The Initial Idea and Technology Selection

The mission began with a clear objective: given a webpage URL, I needed to download the main video on that page to my local machine. My first instinct was to inspect the page’s source code, hoping to find a direct link to an .mp4 file. However, reality quickly set in. Upon opening the browser’s developer tools, I discovered that the initial HTML document contained no direct URLs to any video files. The video player, its source information, and everything related to it were dynamically generated and injected into the page only after a series of complex JavaScript scripts had finished executing.

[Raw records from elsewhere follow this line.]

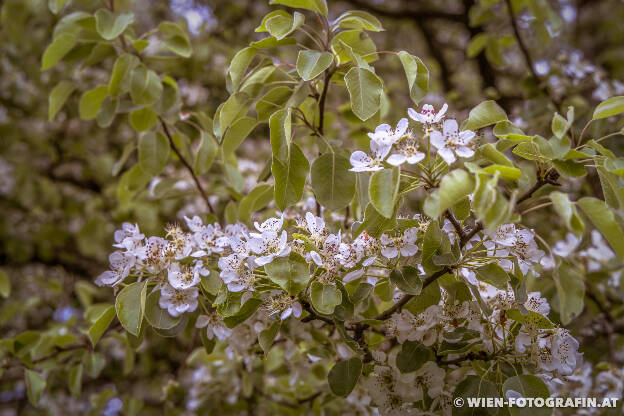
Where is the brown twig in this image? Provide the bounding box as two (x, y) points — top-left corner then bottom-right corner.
(159, 117), (215, 214)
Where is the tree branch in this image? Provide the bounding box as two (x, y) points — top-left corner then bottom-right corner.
(159, 117), (215, 214)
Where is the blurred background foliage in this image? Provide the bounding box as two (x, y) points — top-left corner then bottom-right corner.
(0, 0), (624, 415)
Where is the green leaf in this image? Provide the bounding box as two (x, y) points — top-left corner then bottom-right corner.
(368, 167), (400, 218)
(474, 263), (509, 290)
(453, 375), (500, 416)
(228, 47), (258, 91)
(24, 369), (46, 407)
(128, 107), (158, 131)
(310, 152), (356, 210)
(269, 0), (327, 16)
(462, 100), (507, 130)
(95, 97), (119, 128)
(481, 165), (522, 181)
(238, 184), (273, 222)
(550, 113), (570, 139)
(0, 269), (11, 298)
(576, 197), (624, 260)
(269, 109), (292, 162)
(223, 298), (262, 328)
(139, 132), (169, 176)
(553, 160), (587, 178)
(503, 374), (552, 416)
(48, 0), (67, 14)
(479, 144), (513, 167)
(332, 30), (379, 68)
(397, 51), (429, 104)
(344, 66), (383, 121)
(327, 357), (362, 397)
(256, 86), (293, 121)
(95, 9), (134, 40)
(592, 96), (624, 120)
(48, 81), (76, 121)
(264, 253), (310, 296)
(264, 12), (305, 41)
(396, 341), (435, 373)
(78, 85), (108, 120)
(297, 50), (334, 81)
(466, 32), (490, 59)
(145, 290), (181, 330)
(258, 321), (281, 354)
(87, 305), (115, 347)
(271, 143), (310, 210)
(130, 65), (163, 105)
(421, 221), (442, 272)
(193, 130), (218, 175)
(424, 169), (475, 218)
(223, 117), (258, 156)
(310, 282), (342, 315)
(354, 203), (396, 238)
(115, 281), (147, 337)
(108, 53), (139, 97)
(390, 266), (422, 295)
(553, 263), (585, 325)
(41, 32), (77, 71)
(158, 22), (193, 58)
(334, 10), (384, 32)
(67, 363), (84, 399)
(550, 191), (585, 237)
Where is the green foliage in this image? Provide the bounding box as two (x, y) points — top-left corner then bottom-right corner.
(310, 152), (356, 210)
(368, 168), (399, 218)
(344, 66), (383, 121)
(327, 358), (362, 397)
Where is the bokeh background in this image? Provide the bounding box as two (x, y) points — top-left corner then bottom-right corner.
(0, 0), (624, 415)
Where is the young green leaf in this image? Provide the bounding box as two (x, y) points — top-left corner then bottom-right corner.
(424, 169), (475, 218)
(310, 152), (356, 210)
(24, 369), (46, 407)
(95, 9), (134, 40)
(310, 282), (342, 315)
(397, 51), (429, 104)
(327, 357), (362, 397)
(576, 197), (624, 260)
(48, 81), (76, 121)
(115, 281), (146, 336)
(592, 96), (624, 120)
(158, 22), (193, 58)
(78, 85), (108, 120)
(390, 266), (422, 295)
(297, 50), (334, 81)
(108, 53), (139, 97)
(87, 305), (115, 347)
(41, 33), (77, 71)
(269, 0), (327, 16)
(128, 107), (158, 132)
(344, 66), (383, 121)
(368, 168), (400, 218)
(139, 132), (170, 175)
(462, 100), (507, 130)
(396, 341), (435, 373)
(264, 253), (310, 296)
(0, 269), (11, 298)
(271, 143), (310, 210)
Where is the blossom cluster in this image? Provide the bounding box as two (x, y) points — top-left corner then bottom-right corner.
(351, 104), (475, 172)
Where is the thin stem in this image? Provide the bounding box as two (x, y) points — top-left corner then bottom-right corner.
(159, 117), (215, 214)
(505, 0), (560, 110)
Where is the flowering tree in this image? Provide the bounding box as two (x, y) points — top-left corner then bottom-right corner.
(0, 0), (624, 415)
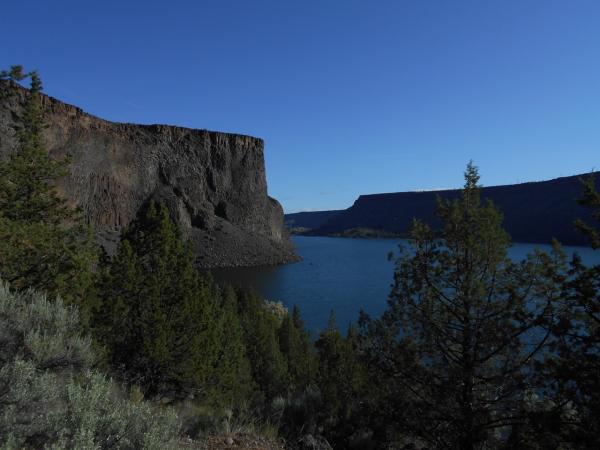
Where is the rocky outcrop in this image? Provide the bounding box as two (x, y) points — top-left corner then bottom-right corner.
(0, 81), (297, 267)
(286, 175), (600, 245)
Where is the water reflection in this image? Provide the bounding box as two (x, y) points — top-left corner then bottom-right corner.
(212, 236), (600, 333)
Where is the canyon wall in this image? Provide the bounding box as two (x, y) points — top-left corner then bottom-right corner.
(0, 81), (297, 267)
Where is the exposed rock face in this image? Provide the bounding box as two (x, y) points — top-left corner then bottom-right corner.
(286, 174), (600, 245)
(0, 80), (297, 267)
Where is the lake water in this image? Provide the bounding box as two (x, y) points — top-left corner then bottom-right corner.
(213, 236), (600, 333)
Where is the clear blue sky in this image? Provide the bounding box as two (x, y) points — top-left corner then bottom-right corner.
(0, 0), (600, 212)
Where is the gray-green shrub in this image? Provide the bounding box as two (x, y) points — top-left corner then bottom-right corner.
(0, 282), (179, 449)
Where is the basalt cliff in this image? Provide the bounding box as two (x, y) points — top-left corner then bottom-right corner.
(285, 174), (600, 245)
(0, 81), (297, 267)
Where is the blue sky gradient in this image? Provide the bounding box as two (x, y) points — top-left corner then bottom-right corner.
(0, 0), (600, 212)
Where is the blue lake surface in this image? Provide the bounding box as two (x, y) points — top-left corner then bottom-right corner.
(213, 236), (600, 333)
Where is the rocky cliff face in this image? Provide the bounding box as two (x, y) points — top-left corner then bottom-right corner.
(0, 81), (296, 267)
(286, 174), (600, 245)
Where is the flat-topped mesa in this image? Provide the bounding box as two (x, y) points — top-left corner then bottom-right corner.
(0, 80), (297, 267)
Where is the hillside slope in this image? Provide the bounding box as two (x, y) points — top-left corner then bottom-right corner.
(296, 175), (600, 245)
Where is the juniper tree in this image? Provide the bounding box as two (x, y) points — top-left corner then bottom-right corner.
(0, 70), (97, 308)
(211, 287), (258, 408)
(238, 291), (290, 405)
(315, 311), (366, 448)
(363, 163), (560, 450)
(96, 202), (218, 397)
(279, 305), (315, 391)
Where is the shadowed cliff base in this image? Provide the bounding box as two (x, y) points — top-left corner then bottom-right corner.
(285, 174), (600, 245)
(0, 80), (298, 267)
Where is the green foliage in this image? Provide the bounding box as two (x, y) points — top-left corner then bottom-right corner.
(238, 291), (290, 404)
(279, 306), (316, 392)
(211, 287), (258, 408)
(315, 311), (366, 447)
(363, 164), (563, 449)
(96, 203), (219, 395)
(0, 284), (178, 449)
(0, 66), (97, 301)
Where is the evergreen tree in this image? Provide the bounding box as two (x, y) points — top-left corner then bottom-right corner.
(279, 306), (315, 392)
(315, 311), (366, 448)
(0, 66), (97, 308)
(363, 163), (561, 450)
(96, 202), (218, 397)
(238, 291), (290, 405)
(212, 286), (258, 407)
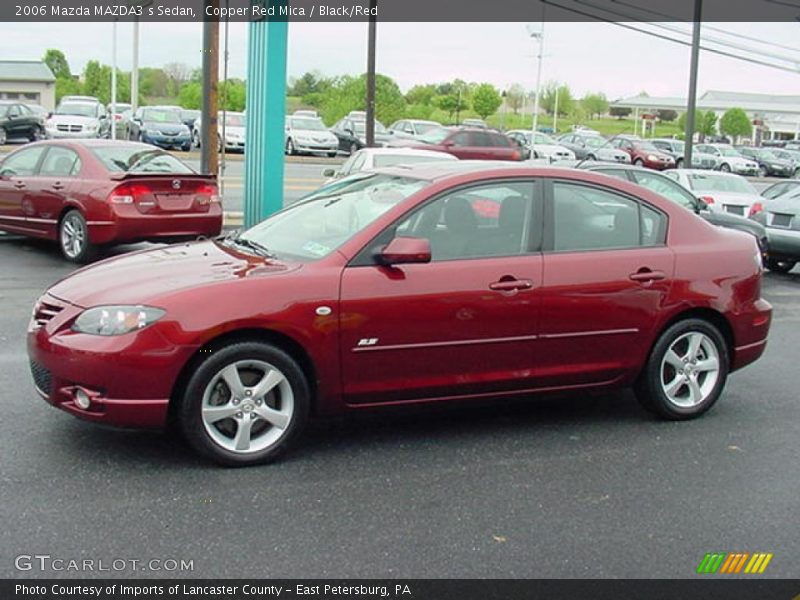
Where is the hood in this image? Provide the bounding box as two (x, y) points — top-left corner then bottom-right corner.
(48, 240), (300, 308)
(50, 115), (98, 125)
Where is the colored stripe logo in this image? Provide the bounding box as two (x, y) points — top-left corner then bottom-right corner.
(697, 552), (772, 575)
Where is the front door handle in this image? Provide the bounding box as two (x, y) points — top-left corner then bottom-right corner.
(630, 269), (667, 283)
(489, 279), (533, 292)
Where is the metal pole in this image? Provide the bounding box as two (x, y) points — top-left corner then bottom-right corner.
(200, 5), (219, 176)
(683, 0), (703, 169)
(131, 17), (139, 113)
(111, 19), (117, 140)
(367, 0), (378, 147)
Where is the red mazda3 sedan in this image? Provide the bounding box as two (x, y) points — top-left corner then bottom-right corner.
(28, 162), (772, 465)
(0, 139), (222, 263)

This immediately ruled out using traditional HTTP clients like curl or wget, or even simple Node.js libraries like axios or node-fetch. These tools can only retrieve the initial HTML skeleton, which is devoid of any video information. They cannot emulate a real user environment, execute JavaScript, and therefore, can never “see” the dynamically generated video player.

I knew at once that the key to solving this problem was to simulate a complete browser environment. I needed a tool that could not only load a webpage but also possess a JavaScript engine to execute all the scripts on the page, render the DOM, and respond to user interactions, just like Chrome or Firefox.

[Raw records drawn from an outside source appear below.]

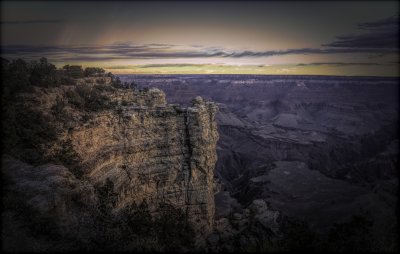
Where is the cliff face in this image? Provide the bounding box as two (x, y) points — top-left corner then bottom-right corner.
(5, 81), (218, 233)
(67, 91), (218, 231)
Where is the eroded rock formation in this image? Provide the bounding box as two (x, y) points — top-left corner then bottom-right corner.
(3, 80), (218, 233)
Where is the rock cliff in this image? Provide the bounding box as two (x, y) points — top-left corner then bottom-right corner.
(3, 80), (218, 233)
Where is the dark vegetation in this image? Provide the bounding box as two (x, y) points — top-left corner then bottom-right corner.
(1, 58), (121, 167)
(1, 58), (195, 251)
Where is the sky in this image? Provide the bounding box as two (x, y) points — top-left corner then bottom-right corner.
(1, 1), (399, 76)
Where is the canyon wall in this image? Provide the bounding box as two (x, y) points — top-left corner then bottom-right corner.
(6, 81), (218, 233)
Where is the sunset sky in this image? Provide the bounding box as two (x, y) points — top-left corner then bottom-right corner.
(1, 1), (399, 76)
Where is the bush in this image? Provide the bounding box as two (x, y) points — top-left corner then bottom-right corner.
(83, 67), (106, 77)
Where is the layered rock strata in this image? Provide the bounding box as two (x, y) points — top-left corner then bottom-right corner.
(6, 84), (218, 233)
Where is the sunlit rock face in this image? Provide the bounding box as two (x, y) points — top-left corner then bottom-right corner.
(67, 90), (218, 230)
(6, 80), (218, 233)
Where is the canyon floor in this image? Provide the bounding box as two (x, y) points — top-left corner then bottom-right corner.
(120, 75), (399, 248)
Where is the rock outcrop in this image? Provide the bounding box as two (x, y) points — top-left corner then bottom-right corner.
(67, 90), (218, 231)
(3, 80), (218, 233)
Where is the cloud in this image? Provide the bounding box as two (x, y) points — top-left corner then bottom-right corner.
(322, 15), (399, 49)
(297, 62), (384, 66)
(2, 43), (398, 62)
(2, 16), (399, 64)
(0, 19), (65, 25)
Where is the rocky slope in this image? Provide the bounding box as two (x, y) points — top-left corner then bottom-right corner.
(2, 79), (218, 249)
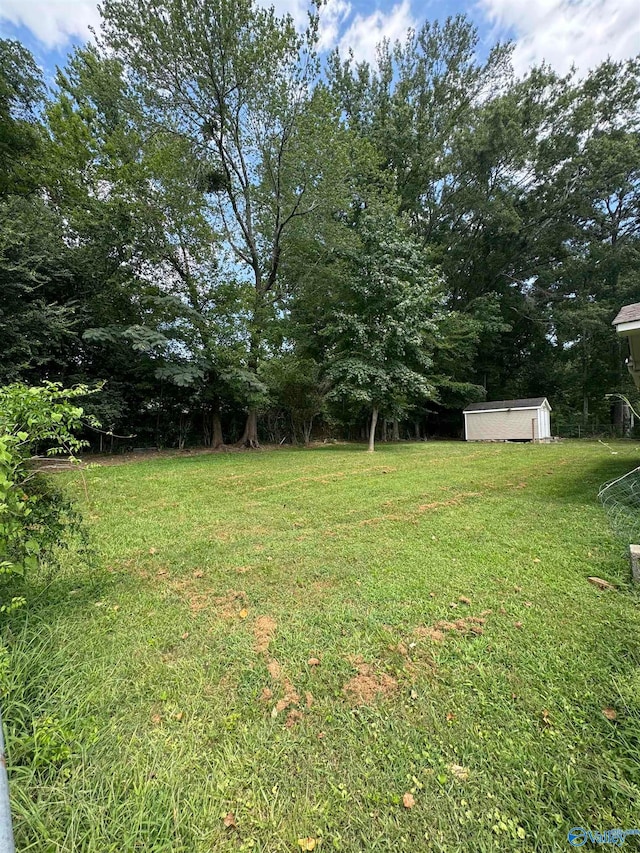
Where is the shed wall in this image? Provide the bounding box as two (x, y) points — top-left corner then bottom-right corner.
(465, 409), (539, 441)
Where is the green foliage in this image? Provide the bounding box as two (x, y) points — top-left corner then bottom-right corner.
(0, 382), (97, 612)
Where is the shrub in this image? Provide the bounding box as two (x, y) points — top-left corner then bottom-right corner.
(0, 382), (97, 612)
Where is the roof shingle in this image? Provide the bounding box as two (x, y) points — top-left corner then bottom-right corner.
(612, 302), (640, 326)
(465, 397), (547, 412)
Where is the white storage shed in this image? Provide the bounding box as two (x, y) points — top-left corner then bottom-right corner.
(463, 397), (551, 441)
(613, 302), (640, 388)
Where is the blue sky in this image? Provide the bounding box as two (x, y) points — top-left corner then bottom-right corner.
(0, 0), (640, 84)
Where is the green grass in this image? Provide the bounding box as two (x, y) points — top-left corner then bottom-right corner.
(3, 443), (640, 853)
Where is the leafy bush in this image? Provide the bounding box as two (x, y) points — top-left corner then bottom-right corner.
(0, 382), (97, 612)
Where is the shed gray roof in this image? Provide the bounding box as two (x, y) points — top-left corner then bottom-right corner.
(612, 302), (640, 326)
(465, 397), (547, 412)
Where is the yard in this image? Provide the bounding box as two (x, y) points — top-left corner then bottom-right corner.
(3, 443), (640, 853)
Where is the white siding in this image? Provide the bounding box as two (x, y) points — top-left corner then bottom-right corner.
(464, 409), (546, 441)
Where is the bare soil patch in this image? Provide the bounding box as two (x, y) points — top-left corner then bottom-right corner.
(342, 658), (398, 705)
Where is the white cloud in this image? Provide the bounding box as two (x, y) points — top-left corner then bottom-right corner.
(0, 0), (100, 48)
(318, 0), (351, 51)
(338, 0), (417, 62)
(478, 0), (640, 73)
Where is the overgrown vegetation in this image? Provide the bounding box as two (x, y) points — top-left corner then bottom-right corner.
(2, 443), (640, 853)
(0, 382), (97, 613)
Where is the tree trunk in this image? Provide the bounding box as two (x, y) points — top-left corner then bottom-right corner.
(369, 408), (378, 453)
(302, 418), (313, 446)
(211, 411), (224, 450)
(238, 409), (260, 449)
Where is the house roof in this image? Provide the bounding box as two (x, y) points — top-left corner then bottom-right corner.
(612, 302), (640, 326)
(464, 397), (547, 412)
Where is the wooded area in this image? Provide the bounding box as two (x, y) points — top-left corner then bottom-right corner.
(0, 0), (640, 450)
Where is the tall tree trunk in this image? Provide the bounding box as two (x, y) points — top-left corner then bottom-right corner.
(302, 418), (313, 445)
(211, 409), (224, 450)
(238, 409), (260, 448)
(369, 408), (378, 453)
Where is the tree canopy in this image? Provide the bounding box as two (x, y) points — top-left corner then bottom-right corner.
(0, 8), (640, 448)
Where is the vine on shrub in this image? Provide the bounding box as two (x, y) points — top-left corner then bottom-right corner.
(0, 382), (99, 612)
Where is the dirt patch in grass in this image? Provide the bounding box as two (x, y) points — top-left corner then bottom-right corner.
(413, 616), (487, 643)
(253, 616), (278, 654)
(162, 577), (249, 619)
(342, 658), (398, 705)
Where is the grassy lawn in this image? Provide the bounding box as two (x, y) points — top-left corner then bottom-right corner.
(4, 443), (640, 853)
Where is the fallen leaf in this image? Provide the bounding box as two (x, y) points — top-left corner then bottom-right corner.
(449, 764), (469, 782)
(587, 578), (615, 589)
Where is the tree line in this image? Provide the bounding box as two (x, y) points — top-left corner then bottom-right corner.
(0, 0), (640, 449)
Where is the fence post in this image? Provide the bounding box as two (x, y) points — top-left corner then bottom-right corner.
(0, 713), (16, 853)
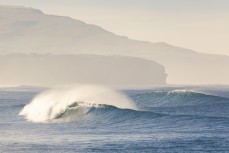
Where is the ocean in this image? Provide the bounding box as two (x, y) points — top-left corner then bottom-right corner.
(0, 86), (229, 153)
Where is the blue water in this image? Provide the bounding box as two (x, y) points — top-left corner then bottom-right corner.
(0, 87), (229, 153)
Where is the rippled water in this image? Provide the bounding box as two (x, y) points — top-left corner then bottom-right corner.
(0, 87), (229, 153)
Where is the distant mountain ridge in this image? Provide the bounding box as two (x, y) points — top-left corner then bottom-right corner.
(0, 6), (229, 84)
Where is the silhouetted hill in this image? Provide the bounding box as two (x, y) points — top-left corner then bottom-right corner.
(0, 6), (229, 84)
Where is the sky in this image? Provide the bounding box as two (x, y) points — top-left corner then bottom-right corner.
(0, 0), (229, 56)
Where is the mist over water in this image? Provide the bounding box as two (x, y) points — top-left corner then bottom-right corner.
(20, 85), (137, 122)
(0, 85), (229, 153)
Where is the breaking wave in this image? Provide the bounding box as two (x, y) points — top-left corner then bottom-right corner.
(19, 85), (137, 122)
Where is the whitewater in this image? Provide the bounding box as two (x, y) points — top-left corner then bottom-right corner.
(0, 85), (229, 153)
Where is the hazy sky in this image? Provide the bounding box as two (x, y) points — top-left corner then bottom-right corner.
(0, 0), (229, 55)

My technology selection process quickly honed in on a few key components:

Node.js: As the backend runtime, its powerful file system capabilities and rich ecosystem make it the ideal platform for building this kind of automation tool.

TypeScript: I chose TypeScript over native JavaScript primarily for the long-term maintainability and robustness of the project. TypeScript’s static type checking can catch a vast number of potential errors during the development phase, such as typos and type mismatches. For a project dealing with complex browser APIs and network data streams, type safety dramatically improves development efficiency and code quality. This was not just a personal preference, but a sound engineering decision.

Playwright: In the realm of browser automation, two main contenders stand out: Puppeteer and Playwright. While both are excellent, I ultimately opted for Playwright. As a more modern tool from Microsoft, it offers superior cross-browser support (Chromium, Firefox, WebKit), a cleaner and more powerful API, and provides incredibly flexible and reliable interfaces for handling waits, interactions, and network interception. I believed that for a site with potentially complex anti-scraping measures, Playwright’s advanced network control capabilities would be crucial.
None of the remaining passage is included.